No passado, coube aos educadores salesianos a nobre missão de enfrentar as dificuldades envolvidas no processo de formação, unificação e harmonização da família brasileira, a partir da miscigenação de grupos de ameríndios, europeus e africanos. A celebração deste dia de Ação de Graças da Universidade do Coração nasce, agora, como consequência natural do anseio de superação manifestado pelos primeiros educadores salesianos, que buscavam  transformar o ato educativo em espiritualidade pura.

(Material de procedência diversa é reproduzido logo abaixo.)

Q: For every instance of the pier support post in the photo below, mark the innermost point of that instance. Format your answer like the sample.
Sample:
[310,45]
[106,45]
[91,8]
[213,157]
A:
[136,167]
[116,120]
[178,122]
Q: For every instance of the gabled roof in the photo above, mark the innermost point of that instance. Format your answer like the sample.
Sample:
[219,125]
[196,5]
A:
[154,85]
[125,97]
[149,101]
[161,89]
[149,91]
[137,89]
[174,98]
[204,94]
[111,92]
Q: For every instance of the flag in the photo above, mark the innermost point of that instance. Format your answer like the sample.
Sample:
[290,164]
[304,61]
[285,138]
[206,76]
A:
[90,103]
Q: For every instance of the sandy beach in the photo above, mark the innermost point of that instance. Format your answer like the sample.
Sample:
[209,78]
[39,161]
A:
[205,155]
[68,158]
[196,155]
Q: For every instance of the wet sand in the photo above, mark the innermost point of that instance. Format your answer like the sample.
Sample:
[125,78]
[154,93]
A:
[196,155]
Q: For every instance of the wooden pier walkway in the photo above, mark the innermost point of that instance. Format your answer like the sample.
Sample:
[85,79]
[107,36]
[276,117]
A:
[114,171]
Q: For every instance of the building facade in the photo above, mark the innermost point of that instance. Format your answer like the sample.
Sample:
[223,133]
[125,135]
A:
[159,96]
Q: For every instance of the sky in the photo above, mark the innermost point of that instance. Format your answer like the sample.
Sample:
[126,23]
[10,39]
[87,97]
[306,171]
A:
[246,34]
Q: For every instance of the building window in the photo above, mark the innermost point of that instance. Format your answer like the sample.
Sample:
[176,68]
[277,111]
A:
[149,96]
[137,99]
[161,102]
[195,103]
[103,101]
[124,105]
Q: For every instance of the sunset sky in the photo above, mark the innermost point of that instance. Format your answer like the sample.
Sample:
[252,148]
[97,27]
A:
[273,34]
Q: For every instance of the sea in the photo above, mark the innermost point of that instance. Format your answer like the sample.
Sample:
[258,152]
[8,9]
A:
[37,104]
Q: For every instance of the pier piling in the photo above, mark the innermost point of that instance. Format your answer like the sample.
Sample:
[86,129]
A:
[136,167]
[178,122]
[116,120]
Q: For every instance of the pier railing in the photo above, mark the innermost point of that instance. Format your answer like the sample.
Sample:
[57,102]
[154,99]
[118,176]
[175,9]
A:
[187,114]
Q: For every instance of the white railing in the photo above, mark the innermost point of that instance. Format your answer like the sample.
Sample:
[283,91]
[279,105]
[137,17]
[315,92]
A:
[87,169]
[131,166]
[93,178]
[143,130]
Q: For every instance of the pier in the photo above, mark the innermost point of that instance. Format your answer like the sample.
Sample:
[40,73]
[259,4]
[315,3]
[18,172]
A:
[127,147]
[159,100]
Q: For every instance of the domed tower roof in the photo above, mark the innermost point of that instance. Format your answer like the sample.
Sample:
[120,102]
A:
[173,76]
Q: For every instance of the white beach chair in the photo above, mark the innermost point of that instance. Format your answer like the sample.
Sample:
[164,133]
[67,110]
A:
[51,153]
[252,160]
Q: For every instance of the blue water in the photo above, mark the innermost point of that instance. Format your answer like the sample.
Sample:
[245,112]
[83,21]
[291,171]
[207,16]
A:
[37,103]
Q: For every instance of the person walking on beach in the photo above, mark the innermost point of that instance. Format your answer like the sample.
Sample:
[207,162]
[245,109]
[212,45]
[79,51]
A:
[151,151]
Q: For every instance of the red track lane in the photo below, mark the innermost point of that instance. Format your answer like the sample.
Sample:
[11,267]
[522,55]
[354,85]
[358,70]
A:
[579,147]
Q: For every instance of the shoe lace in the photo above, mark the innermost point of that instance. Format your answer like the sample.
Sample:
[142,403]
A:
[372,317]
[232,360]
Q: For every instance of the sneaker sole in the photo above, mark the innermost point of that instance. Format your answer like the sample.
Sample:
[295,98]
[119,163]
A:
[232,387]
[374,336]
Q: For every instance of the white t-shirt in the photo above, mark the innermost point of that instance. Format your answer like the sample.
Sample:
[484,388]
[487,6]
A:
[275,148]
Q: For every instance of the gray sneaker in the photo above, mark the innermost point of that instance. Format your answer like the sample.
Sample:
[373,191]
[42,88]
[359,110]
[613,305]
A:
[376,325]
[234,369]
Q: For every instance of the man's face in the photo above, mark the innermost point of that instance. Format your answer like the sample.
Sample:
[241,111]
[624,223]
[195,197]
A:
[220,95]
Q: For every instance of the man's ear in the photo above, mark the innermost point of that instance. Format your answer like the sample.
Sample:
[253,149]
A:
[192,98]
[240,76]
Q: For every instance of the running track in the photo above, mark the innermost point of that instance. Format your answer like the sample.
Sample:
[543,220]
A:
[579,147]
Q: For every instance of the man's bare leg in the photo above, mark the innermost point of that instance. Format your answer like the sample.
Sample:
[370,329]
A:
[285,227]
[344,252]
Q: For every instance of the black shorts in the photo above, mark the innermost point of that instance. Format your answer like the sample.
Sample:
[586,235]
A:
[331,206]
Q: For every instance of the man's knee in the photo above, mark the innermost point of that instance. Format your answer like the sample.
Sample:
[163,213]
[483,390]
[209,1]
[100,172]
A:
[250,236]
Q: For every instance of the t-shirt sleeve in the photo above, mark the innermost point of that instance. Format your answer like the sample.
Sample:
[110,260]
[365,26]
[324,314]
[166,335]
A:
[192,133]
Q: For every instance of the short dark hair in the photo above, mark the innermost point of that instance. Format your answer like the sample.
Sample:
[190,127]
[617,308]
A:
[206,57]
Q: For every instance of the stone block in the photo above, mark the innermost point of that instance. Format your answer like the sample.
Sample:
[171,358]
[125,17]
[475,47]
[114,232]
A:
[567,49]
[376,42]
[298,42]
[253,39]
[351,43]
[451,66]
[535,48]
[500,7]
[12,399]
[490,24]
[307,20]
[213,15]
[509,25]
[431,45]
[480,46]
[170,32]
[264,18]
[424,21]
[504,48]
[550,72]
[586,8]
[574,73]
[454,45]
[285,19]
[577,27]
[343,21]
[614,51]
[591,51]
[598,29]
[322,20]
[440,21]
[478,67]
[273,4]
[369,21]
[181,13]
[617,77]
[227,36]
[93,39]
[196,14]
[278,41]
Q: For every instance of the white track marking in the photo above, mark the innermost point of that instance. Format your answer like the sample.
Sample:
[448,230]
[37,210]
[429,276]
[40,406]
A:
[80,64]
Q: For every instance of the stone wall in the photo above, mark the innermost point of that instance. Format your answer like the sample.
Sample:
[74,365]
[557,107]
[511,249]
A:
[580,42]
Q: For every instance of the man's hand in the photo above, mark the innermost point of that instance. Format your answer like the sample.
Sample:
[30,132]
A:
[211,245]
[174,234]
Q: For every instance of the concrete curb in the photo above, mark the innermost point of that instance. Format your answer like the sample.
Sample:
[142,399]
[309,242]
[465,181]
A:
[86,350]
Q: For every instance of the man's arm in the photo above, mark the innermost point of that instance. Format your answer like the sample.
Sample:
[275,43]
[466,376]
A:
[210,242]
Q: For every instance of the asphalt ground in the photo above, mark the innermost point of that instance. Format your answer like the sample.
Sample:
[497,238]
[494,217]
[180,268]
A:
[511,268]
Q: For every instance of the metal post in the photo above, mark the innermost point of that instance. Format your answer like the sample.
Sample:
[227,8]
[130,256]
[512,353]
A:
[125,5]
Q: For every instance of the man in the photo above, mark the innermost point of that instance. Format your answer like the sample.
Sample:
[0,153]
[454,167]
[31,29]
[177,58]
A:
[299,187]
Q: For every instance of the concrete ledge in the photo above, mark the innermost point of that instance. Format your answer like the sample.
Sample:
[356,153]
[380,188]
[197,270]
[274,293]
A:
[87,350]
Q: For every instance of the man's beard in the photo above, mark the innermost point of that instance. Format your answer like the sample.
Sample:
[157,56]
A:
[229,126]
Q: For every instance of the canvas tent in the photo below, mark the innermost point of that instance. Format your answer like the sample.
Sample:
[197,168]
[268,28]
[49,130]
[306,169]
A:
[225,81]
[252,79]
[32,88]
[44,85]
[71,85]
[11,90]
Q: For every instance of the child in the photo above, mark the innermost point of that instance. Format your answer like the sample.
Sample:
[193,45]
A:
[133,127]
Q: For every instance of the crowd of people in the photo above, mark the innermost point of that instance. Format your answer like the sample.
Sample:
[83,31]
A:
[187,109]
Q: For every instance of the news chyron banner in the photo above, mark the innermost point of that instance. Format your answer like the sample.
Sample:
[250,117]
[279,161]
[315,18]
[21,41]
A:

Segundo Dom Bosco, o fundador da ordem salesiana, o Brasil irá constituir-se como uma verdadeira Universidade do Coração, destinada, desde os planos superiores, a estimular a perfeita alegria (ānanda), oriunda do desenvolvimento do sentimento amoroso, de natureza fractal, que estrutura as distintas famílias, dentro da grande família das nações humanas. Que o estabelecimento desta celebração mensal possa contribuir para o aprimoramento da nossa relação com todos os diferentes grupos sociais, até que os vejamos e os aceitemos, verdadeiramente, como expressões de  nós mesmos. 

Na literatura śuddha (sagrada) do sânscrito designa-se o sistema de educação adotado pelos salesianos como guru-kula. A expressão "guru-kula" sugere uma relação de transmissão de conhecimento, de coração a coração, a partir do exemplo e proximidade (kula: família, lar) do educador (guru) em relação aos educandos. Mestre e discípulo formam neste sistema ancestral uma família, no mesmo sentido proposto por Jesus e seus discípulos, para a materialização da egrégora a que chamamos de Universidade do Coração. Ainda conhecemos muito pouco sobre a formação de egrégoras (veja aqui) orientadas pela divina presença no coração. Esta pequena reflexão, em torno do surgimento da nossa egrégora, representa a contribuição que pretendo levar a este primeiro Satsañga, em celebração ao nosso esforço conjunto de viver um dia todo, verdadeiramente, como um dia de Ação de Graças. Ela contempla a minha forma de manifestar gratidão por ter este sentimento auspicioso, que caracteriza os servidores da Universidade do Coração, de que o sagrado reside no imo dos nossos corações. "Sat" (a verdade e o bem) e "sañga" (grupo) sugerem a celebração e o desenvolvimento deste vórtice de energia amorosa de perfeita alegria (ānanda), onde todos assistem a todos, cada um em conformidade com as suas habilidades em relação às necessidades do outro. Pertencer a um "sañga" (grupo) que se esforça para alcançar "sat" (a verdade e o bem) significa fazer parte de uma família onde vale a máxima: um por todos e todos por um. "Sat-sañga"  sugere  este envolvimento consciente com a formação de uma egrégora.  E o Natal de 2019 coincide com este primeiro Satsañga, dedicado à Perfeita Alegria do dia de Ação de Graças da Universidade do Coração. 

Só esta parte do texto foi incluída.